Although there is still controversy about the causal relationship between multifidus atrophy and spinal stenosis, multifidus atrophy has been demonstrated to strongly correlate with spinal stenosis in the presented study. Through measuring the TFCSA/TCSA ratios of groups of cases of different degrees of spinal stenosis, we have found that severe stenosis is always accompanied by more atrophic multifidus muscles. One possible explanation for this observation may be the contraction inhibition of multifidus muscles. It has been established that spinal stenosis leads to the compression of nerve roots, a major contributing factor in the development of intermittent neurogenic claudication [25] (INC) or LBP. LBP or INC will significantly inhibit the leg or back movement, thus inhibit the contraction of the multifidus muscle. Long-term contraction inhibition will aggravate multifidus muscle atrophy and degeneration, further destabilizing the lumbar spine and falling into a feedback loop [26].
Most of the cases involved in our study have been associated with asymmetric symptoms, which means the pain on one side of the spine (symptomatic side) is usually stronger than the other (contralateral side).
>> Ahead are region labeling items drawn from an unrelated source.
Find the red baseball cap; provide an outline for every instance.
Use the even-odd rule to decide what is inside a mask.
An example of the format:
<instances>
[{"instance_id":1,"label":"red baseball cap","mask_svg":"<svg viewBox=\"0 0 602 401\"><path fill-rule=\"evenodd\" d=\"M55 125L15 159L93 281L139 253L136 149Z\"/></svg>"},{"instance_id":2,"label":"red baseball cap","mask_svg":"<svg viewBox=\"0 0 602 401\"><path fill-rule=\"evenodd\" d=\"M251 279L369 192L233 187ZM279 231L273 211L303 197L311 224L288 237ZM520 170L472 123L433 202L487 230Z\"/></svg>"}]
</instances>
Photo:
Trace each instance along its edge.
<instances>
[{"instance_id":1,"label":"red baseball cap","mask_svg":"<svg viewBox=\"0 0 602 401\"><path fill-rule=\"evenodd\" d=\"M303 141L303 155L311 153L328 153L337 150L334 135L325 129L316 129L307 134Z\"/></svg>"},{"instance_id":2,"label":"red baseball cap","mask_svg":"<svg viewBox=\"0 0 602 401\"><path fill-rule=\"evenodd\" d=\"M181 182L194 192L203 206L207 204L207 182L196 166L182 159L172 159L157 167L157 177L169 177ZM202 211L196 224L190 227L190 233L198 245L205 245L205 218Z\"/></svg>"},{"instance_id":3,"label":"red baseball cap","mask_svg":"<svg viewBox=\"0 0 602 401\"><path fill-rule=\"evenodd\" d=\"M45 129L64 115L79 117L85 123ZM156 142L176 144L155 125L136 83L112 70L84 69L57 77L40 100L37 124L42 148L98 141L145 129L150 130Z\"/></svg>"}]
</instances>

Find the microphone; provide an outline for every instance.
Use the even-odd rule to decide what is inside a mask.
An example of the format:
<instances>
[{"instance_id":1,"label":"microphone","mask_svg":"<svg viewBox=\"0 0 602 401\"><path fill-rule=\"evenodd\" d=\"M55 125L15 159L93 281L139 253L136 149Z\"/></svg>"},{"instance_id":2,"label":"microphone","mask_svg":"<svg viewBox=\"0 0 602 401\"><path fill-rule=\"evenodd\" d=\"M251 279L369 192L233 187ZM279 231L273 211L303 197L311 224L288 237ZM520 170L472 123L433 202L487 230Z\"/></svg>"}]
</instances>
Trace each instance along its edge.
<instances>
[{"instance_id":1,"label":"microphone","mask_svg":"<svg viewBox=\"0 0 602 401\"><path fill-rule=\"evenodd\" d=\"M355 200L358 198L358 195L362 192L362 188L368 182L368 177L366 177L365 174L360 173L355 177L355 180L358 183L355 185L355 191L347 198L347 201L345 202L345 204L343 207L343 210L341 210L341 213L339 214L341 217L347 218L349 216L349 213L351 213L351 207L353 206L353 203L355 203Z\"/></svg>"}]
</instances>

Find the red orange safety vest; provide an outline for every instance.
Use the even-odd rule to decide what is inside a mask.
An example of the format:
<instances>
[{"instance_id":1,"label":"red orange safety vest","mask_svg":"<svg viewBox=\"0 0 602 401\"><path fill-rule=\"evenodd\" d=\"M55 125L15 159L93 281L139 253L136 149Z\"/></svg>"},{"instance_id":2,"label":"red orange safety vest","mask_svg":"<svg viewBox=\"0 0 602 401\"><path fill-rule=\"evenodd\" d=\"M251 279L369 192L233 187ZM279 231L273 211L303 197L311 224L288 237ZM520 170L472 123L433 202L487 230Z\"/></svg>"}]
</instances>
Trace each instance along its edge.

By measuring the TFCSA/TCSA ratios on each side, we found that the symptomatic sides are always accompanied by more atrophic multifidus muscles, which agrees with the idea of Wallwork et al., [26] that multifidus atrophy in patients with chronic low back pain is limited to the symptomatic parts, rather than systemic [14]. We think the possible reason for this observation may be that severer pain at the symptomatic side leads to the stronger contraction inhibition of multifidus muscles.
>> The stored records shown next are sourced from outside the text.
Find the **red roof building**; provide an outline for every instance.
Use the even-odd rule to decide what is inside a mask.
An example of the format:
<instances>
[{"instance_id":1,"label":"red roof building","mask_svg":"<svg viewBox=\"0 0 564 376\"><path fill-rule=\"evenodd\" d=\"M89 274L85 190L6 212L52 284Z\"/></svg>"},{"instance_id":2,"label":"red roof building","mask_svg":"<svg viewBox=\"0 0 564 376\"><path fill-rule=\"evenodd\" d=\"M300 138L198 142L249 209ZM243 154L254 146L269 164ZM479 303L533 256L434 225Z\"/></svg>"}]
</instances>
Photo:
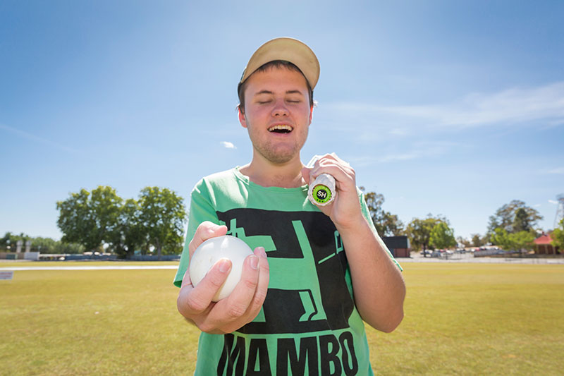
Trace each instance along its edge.
<instances>
[{"instance_id":1,"label":"red roof building","mask_svg":"<svg viewBox=\"0 0 564 376\"><path fill-rule=\"evenodd\" d=\"M560 255L558 247L552 245L550 234L544 234L534 239L534 253L537 255Z\"/></svg>"}]
</instances>

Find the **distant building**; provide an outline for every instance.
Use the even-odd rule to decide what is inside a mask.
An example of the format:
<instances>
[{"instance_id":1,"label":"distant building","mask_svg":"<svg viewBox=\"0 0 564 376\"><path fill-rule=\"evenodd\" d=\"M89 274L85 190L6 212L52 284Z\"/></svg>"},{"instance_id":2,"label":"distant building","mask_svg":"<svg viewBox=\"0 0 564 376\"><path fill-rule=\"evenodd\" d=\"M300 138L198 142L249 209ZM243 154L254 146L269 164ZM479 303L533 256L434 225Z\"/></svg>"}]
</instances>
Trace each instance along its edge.
<instances>
[{"instance_id":1,"label":"distant building","mask_svg":"<svg viewBox=\"0 0 564 376\"><path fill-rule=\"evenodd\" d=\"M411 245L407 236L384 236L382 240L394 257L410 257Z\"/></svg>"},{"instance_id":2,"label":"distant building","mask_svg":"<svg viewBox=\"0 0 564 376\"><path fill-rule=\"evenodd\" d=\"M534 253L537 255L560 255L558 247L552 245L550 234L542 233L542 235L534 239Z\"/></svg>"}]
</instances>

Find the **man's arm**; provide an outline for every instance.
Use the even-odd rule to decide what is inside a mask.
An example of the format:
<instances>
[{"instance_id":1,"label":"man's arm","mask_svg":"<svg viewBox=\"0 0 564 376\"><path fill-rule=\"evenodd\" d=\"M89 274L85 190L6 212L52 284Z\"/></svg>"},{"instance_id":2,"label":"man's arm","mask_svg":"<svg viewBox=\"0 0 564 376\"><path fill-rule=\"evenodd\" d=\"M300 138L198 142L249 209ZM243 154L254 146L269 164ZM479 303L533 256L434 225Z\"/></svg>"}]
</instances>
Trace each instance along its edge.
<instances>
[{"instance_id":1,"label":"man's arm","mask_svg":"<svg viewBox=\"0 0 564 376\"><path fill-rule=\"evenodd\" d=\"M336 181L335 200L319 208L329 216L343 239L357 308L370 326L392 332L403 318L405 284L401 273L362 215L354 170L329 154L311 170L302 170L306 181L322 173L331 174Z\"/></svg>"}]
</instances>

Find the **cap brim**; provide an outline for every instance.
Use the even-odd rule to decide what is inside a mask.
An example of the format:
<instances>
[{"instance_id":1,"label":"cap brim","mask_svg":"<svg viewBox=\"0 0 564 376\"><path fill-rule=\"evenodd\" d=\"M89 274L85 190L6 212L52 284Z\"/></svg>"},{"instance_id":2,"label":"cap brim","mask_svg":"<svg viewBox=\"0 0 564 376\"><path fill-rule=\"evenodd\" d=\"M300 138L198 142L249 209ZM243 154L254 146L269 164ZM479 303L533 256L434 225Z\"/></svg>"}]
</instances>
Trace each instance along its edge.
<instances>
[{"instance_id":1,"label":"cap brim","mask_svg":"<svg viewBox=\"0 0 564 376\"><path fill-rule=\"evenodd\" d=\"M315 87L319 78L317 57L304 42L288 37L274 39L259 47L249 59L240 83L263 65L275 60L290 61L296 66L305 76L312 90Z\"/></svg>"}]
</instances>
Although our results convincingly demonstrated the positive correlation between the severity of multifidus atrophy and the severity of spinal stenosis in DLSS patients, the study still has certain limitations: (1) all the cases involved in this study are Asians from the Ningxia area of China, which may not represent the global characteristics of patients with DLSS since DLSS is highly related to lifestyle; (2) multifidus muscle atrophy and spinal stenosis are both related to many factors and the influence of other factors cannot be ruled out; (3) this study only demonstrated the correlation, however, whether there is casual relationship between multifidus atrophy and spinal stenosis still remains to be determined.